Broken mansard roof: diagrams, dimensions, insulation

Rafter systems for the attic

Today there is a real boom in the use of various architectural elements in suburban construction, which, in the context of industrial construction, would seem to be a thing of the past forever. We are talking about devices such as bay windows, attics, mezzanines and the like. They can significantly increase the usable space and give the building an original, beautiful look.

Attics are especially popular, allowing you to create a full-fledged living space in the under-roof space. For this purpose, special rafter systems are used to ensure the possibility of creating such a room, provided that the structure is of sufficient strength.

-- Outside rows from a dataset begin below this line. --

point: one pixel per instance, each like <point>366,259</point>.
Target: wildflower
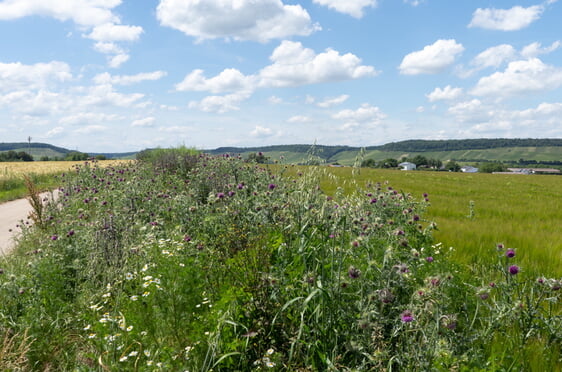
<point>353,272</point>
<point>407,316</point>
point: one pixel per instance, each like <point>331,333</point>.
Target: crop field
<point>475,211</point>
<point>192,262</point>
<point>41,172</point>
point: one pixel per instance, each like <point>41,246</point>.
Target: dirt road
<point>11,214</point>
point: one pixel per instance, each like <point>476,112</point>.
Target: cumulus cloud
<point>535,49</point>
<point>366,114</point>
<point>229,80</point>
<point>331,102</point>
<point>520,77</point>
<point>294,65</point>
<point>146,122</point>
<point>448,93</point>
<point>238,19</point>
<point>110,32</point>
<point>512,19</point>
<point>87,118</point>
<point>17,76</point>
<point>261,132</point>
<point>107,78</point>
<point>95,16</point>
<point>219,104</point>
<point>353,8</point>
<point>432,59</point>
<point>494,56</point>
<point>299,119</point>
<point>81,12</point>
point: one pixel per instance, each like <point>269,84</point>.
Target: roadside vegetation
<point>184,261</point>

The installation of a broken attic roof allows you to get a full-fledged living space on the second floor

Features of the arrangement of the attic floor

The installation of attic rafters must be done so that the frame provides maximum reliability, allowing it to withstand the weight of the roofing pie. At the same time, the rafter system must be light in order to reduce the load on the load-bearing walls of buildings.

For this reason, the main material for the construction of attic floors today is still wood that meets these requirements. In this case, ceramic or metal tiles and ondulin are used to cover roofs. These roofing materials allow you to create a reliable coating with excellent performance characteristics.

When arranging the attic floor, you need to remember that it should provide a higher degree of thermal insulation compared to other living spaces. At the same time, it is necessary to perform high-quality hydro- and vapor barrier.

Types of rafter systems

The main types of rafter systems for attic construction are presented in two options:

• gable;
• broken rafter system.

Photo gallery: what is an attic

A sloping roof allows you to obtain the optimal combination of roof slope and usable area under it

It is possible to increase the volume of the attic in a structure under a gable roof only due to the high height of the ridge

The attic can be “equipped” with an external structure with a balcony under a separate roof

The balcony can be an integral part of the attic roof structure

However, in practice, the roofs of a country house are so diverse that it is almost impossible to classify them. The design uses a variety of elements:

• hip bevels;
• birdhouses;
• awnings;
• semi-built-in translucent structures (greenhouses);
• lanterns and other architectural solutions in the most original and sometimes unexpected combinations.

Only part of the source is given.